Not to be elitist, but may we say that for various reasons, the show attracted a more prestigious grade of seller? Among the 50 dealers, about ten were new this year. Included were several we’d seen at the Merchandise Mart International Antiques Fair and other big shows.
Nula Thanhauser, known to collectors of antique and signature purses and accessories, came as a first-time seller because overhead was “not as high.” Pronouncing it “a convivial show,” Thanhauser added that she sold well, and that if invited again, she will return.
Andrew Rowan, manager for Connecticut seller Gary Sergeant Antiques, was a return seller. It made sense for the business to be there. Rowan manned the booth while Sergeant handled local deliveries of goods sold during the Merchandise Mart Fair in April.

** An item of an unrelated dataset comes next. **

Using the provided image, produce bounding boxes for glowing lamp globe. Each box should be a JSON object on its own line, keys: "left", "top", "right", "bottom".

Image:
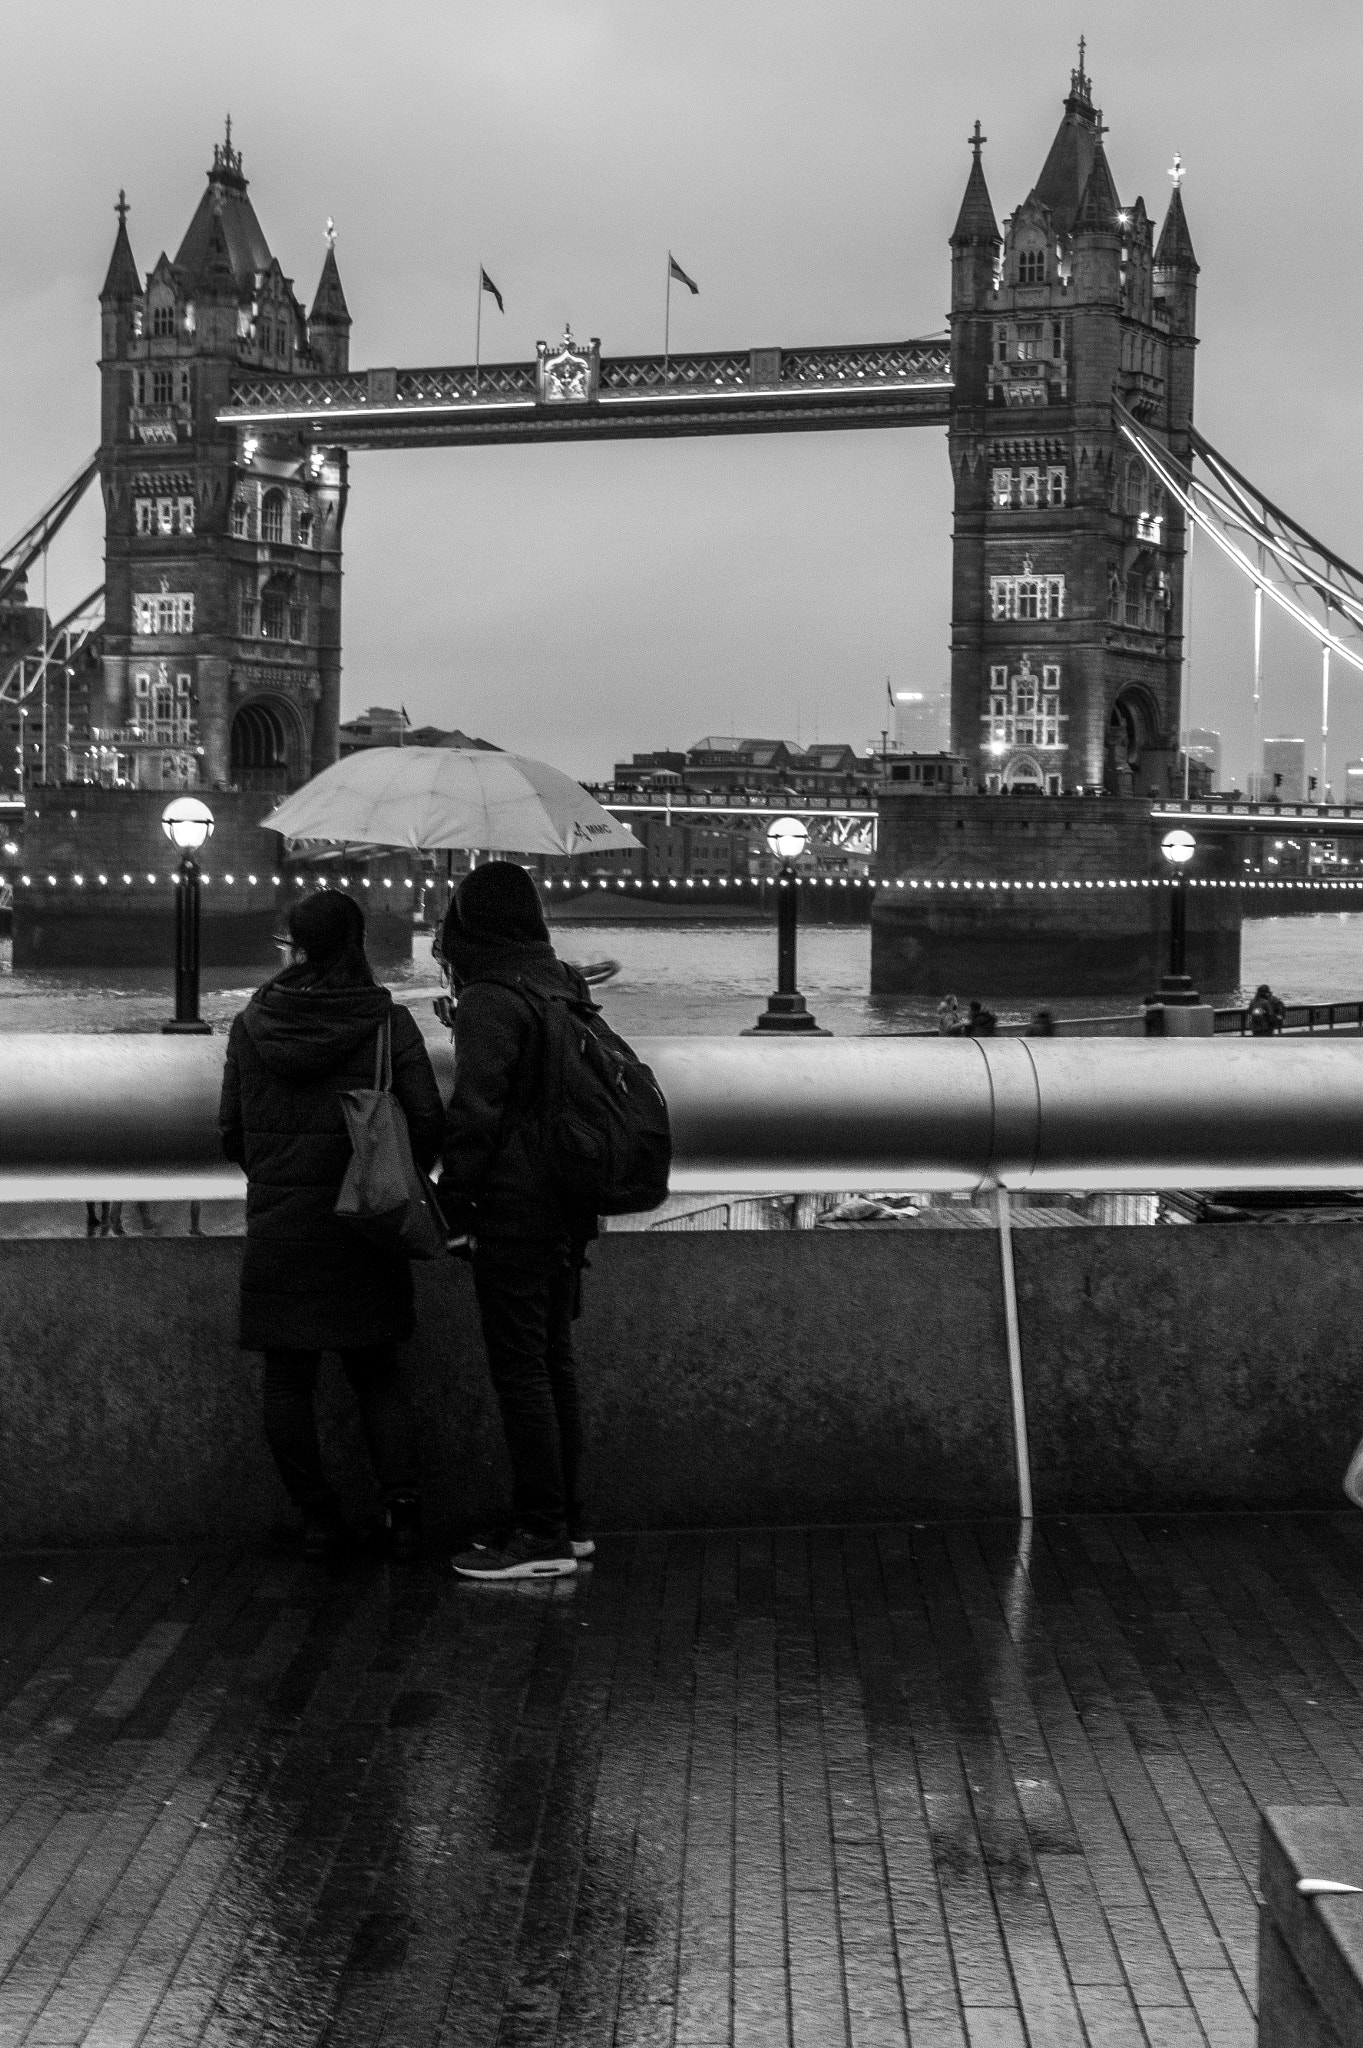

Elizabeth Lindquist of Whitehall Antiques, Chapel Hill, North Carolina, commented on the variety of sellers from throughout the country. A first-time seller at the show, Whitehall sold a small-scale Sheraton sideboard tagged $6500 and a set of Regency mahogany bed steps marked $2400.
“For us,” she said, “furniture was of stronger interest than we’ve seen in a while.” Even brown furniture sold, but it had to be interesting.
On that thread, Whitehall sold a set of side tables made of Edwardian marching drums on custom stands.
NSADA’s president, Judith Andersen, also observed that attendees looked for interesting items. “We had a lot of our regular buyers, but more young people as well,” she added. Whitehall’s Lindquist called it “a lovely show,” and we heard many positive comments on how beautiful the show looked. Clearly, the committee had done its homework, and dealers stepped up their presentation. But more than pretty contributed to this year’s success.
“We offer free parking and one-floor shopping,” said Andersen. Observing many buyers new to the show, she added that quite a few seemed new to antiques. And they liked what they saw.
Attendees also liked that the show benefited Lambs Farm, a well-regarded non-profit Chicago area facility and organization that serves people with developmental disabilities. A Lambs Farm booth manned by volunteers selling treats made at the farm was very popular.
“Dealers are mixing and matching,” continued Andersen. Remember those Edwardian drum side tables from Whitehall? “People love combining antiques with what they have, and dealers are learning what to bring.”
Inviting several new sellers with 20th-century goods was smart; contemporary and “different” goods sold well.
The show is a huge effort. We’ve already covered the barn-like size of the facility. After ice was drained a week before the show, the show committee had to bring in air conditioning and carpeting, have electricity installed, build booth walls, hire security, and deal with other headaches.
Because the floor was due to refreeze on Monday, sellers had to be out on Sunday evening after the show closed at 4 p.m.
It all happened without a glitch. “We’ve had enormous cooperation from the ice arena,” said Andersen.
Longtime Winnetka dealer and committee member Heather Higgins remarked, “I saw more people this year that I have not seen at the show before. I also saw many I remember from the Community House show. It was a bit of a different crowd. The word has gotten out about this show.”
And so the wheel turns. A new show rises and learns to adapt to the changing buyer. Next for Winnetka? Our money is on more appeal to urban (Chicago) and less classic tastes.